Saudi bungkam soal kesepakatan Israel tapi hubungan rahasia jadi focus

August 17, 2020

Yahoo! Berita
August 17, 2020

Riyadh (AFP) – Keputusan UEA menormalisasi hubungan diplomatik dengan Israel bisa mendorong Arab Saudi memperdalam hubungan diam-diam dengan negara Yahudi itu karena Riyadh berupaya menarik investasi guna mendanai sebuah transformasi ekonomi yang ambisius, kata para analis.

Uni Emirat Arab pada Kamis menjadi negara Teluk pertama yang menormalisasi hubungan dengan Israel, dalam perjanjian bersejarah yang ditengahi AS yang menaikkan kemungkinan kesepakatan serupa dengan negara-negara Arab lainnya.

Arab Saudi, perekonomian terbesar di dunia Arab, mempertahankan sikap bungkamnya yang mencolok atas kesepakatan itu, tetapi para pejabat lokal mengisyaratkan bahwa Riyadh tidak mungkin segera mengikuti jejak UEA yang menjadi sekutu utamanya di kawasan itu.

Namun demikian, “normalisasi UEA-Israel membuat meluasnya ranah hubungan tidak langsung Saudi-Israel,” kata Aziz Alghashian, dosen Universitas Essex yang mengkhususkan diri dalam kebijakan Saudi terhadap Israel.

“Saya kira interaksi Saudi-Israel akan meningkat melalui UEA.”

Rumah bagi tempat-tempat paling suci umat Islam, Arab Saudi akan menghadapi kalkulasi politik yang sensitif sebelum memberikan pengakuan resmi kepada negara Yahudi tersebut.

Seperti langkah UEA, langkah semacam itu akan dipandang oleh warga Palestina dan pendukung mereka sebagai pengkhianatan terhadap perjuangan mereka.

Tetapi kerajaan itu telah membina hubungan diam-diam dengan Israel dalam beberapa tahun terakhir, yang adalah perubahan yang dipelopori oleh Putra Mahkota Mohammed bin Salman bahkan ketika ayahnya Raja Salman menyuarakan dukungan tegas bagi negara Palestina merdeka.

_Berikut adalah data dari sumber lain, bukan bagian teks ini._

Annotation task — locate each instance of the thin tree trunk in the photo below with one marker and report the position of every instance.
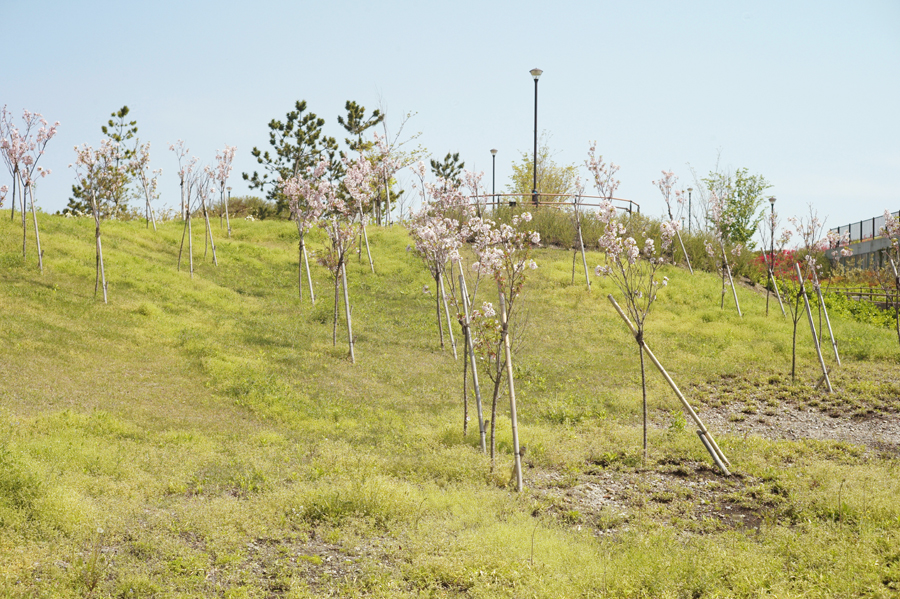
(643, 393)
(824, 309)
(686, 257)
(347, 310)
(447, 312)
(587, 277)
(437, 305)
(212, 244)
(466, 381)
(337, 301)
(471, 348)
(37, 234)
(812, 326)
(512, 392)
(101, 273)
(731, 281)
(312, 294)
(368, 251)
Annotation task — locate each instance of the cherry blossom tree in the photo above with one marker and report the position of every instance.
(308, 196)
(21, 151)
(503, 252)
(223, 171)
(666, 184)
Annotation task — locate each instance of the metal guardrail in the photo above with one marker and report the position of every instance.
(864, 229)
(564, 200)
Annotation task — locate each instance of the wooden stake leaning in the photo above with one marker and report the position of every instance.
(731, 281)
(447, 312)
(347, 310)
(686, 257)
(473, 362)
(812, 327)
(512, 392)
(716, 452)
(827, 320)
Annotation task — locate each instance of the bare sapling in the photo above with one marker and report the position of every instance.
(722, 220)
(809, 230)
(666, 185)
(204, 190)
(633, 266)
(140, 165)
(21, 151)
(888, 278)
(187, 175)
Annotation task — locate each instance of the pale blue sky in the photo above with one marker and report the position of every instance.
(805, 93)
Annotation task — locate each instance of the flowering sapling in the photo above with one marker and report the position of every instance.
(772, 246)
(503, 253)
(21, 152)
(140, 165)
(633, 267)
(665, 185)
(223, 170)
(809, 230)
(307, 195)
(437, 234)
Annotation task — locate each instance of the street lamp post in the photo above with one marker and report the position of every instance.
(536, 73)
(771, 250)
(690, 189)
(494, 177)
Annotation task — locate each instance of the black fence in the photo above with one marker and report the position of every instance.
(865, 229)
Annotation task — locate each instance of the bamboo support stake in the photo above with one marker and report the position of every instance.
(447, 312)
(812, 327)
(368, 252)
(684, 402)
(347, 310)
(512, 393)
(312, 294)
(473, 362)
(827, 320)
(587, 277)
(686, 257)
(731, 281)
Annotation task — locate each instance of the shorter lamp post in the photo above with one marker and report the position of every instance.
(494, 176)
(536, 73)
(690, 189)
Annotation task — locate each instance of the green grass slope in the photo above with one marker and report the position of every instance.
(201, 436)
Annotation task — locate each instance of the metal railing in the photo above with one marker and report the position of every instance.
(864, 229)
(563, 200)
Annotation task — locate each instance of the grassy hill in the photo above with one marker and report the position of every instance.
(201, 436)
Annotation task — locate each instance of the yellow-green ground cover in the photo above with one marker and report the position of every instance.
(203, 437)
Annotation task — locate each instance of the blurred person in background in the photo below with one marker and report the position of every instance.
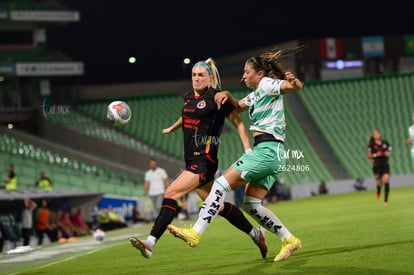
(11, 180)
(378, 152)
(156, 181)
(256, 169)
(44, 183)
(410, 140)
(42, 222)
(202, 123)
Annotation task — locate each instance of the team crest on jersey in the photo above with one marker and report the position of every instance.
(201, 104)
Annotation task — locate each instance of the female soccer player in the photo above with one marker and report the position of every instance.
(202, 123)
(378, 151)
(259, 168)
(410, 140)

Sama-sama memusuhi Iran, bersama dengan upaya Saudi dalam menarik investasi asing untuk mendanai rencana diversifikasi ekonomi Visi 2030 dari Pangeran Mohammed, tampaknya mendorong kerajaan ini lebih dekat ke Israel dibandingkan dengan masa-masa sebelumnya.

Bagian inti dari Visi 2030 adalah NEOM, kota besar yang direncanakan senilai 500 miliar dolar AS di pantai barat kerajaan tersebut, yang menurut pengamat Saudi membutuhkan keahlian Israel pada berbagai bidang termasuk manufaktur, bioteknologi dan keamanan siber.

Pembentukan NEOM “membutuhkan perdamaian dan koordinasi dengan Israel, terutama jika kota itu ingin menjadi objek wisata,” kata Mohammad Yaghi, peneliti pada Konrad Adenauer Stiftung di Jerman.

NEOM akan dibangun di dekat kota kecil Eilat di Israel, di sepanjang perairan Laut Merah yang sensitif secara geopolitik dan Teluk Aqaba.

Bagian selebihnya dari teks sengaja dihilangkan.